The moment of death is where Margaret Schwartz’s research begins.

In her new book, Dead Matter: The Meaning of Iconic Corpses (University of Minnesota Press, 2015), Schwartz examines postmortem viewing practices, such as embalming, and the ritual and aesthetic roles that these play in mourning. She argues that the way we depict corpses—and which corpses we choose to depict—reveals certain truths about our conception of the human body.

Dead Matter Margaret Schwartz“The book comes out of a very personal experience, which was seeing my father’s corpse when I was 15,” said Schwartz, PhD, an associate professor of communication and media studies.

“The difference between that moment—which was shocking enough—and the way he looked once he was embalmed and prepared—which was much worse, as I recall—sent me down this rabbit hole of wondering what kind of representational structures and techniques had intervened between the body at the moment of death and the body as it was then ‘presented’ for viewing and mourning.

“It also struck me that mourning is not something we as a culture do very well.”

Schwartz takes up the issue of postmortem photography, the aesthetic precursor to embalming in which bodies were photographed before burial. Photographers would pose the corpses so that they appeared relaxed and their faces happy, which provided grieving families with mementos of their loved ones at peace.

This serene look later translated to the embalming process, which preserves the body to allow mourners a service and final viewing. Faces receive cosmetic applications to give skin a more lifelike glow, and bodies are arranged to look at peace, as if merely asleep.

“Both photography and embalming create the experience of death and mourning as primarily visual,” Schwartz said. “It’s a denial of death and decomposition by working to restore the appearance of life.”

These visual mourning practices have social and political implications, creating what Schwartz calls a “body politic.” She cites an early English political concept that viewed the body of the king as having a dual existence: one that “ages, makes mistakes, dies,” she said, and the other, a “body politic,” which exists beyond the physical, transient body. After a king’s death, the body politic was ritually transferred from the physical body of the deceased king to the body of his successor.

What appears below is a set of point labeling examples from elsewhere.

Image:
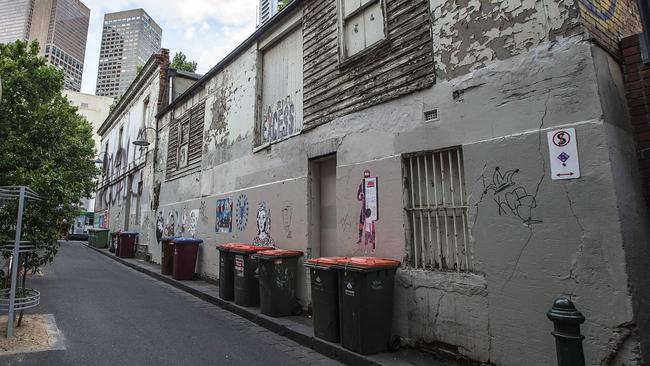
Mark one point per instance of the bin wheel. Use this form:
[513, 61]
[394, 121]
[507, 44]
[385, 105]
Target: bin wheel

Traces of this body politic still exist in our modern notions of death, Schwartz said. The death of a political leader or social figure prompts a loss beyond that of the individual.

“The body of the leader is both a personal and political entity. So, when Lincoln dies, we have a personal loss, for his family, but we also have a political situation,” Schwartz said.

“Tabloid bodies,” such as Princess Diana or Michael Jackson, and “martyred bodies,” such as Emmett Till and Hamsa al-Khateeb, also come to signify larger bodies—for instance, the plight of the marginalized or the continued value of deceased celebrities.

This move shifts our communal awareness from the deceased person to the larger body politic at work, and thus reinforces a denial of death. That focus, together with technologies and practices of mourning that work to cover up the decay of death, are partly what make us ineffectual mourners, Schwartz said.

“Death as an embodied experience has passed out of our awareness,” she said. “Accepting and understanding death and decomposition allows us to restore some dignity to the mourning process.”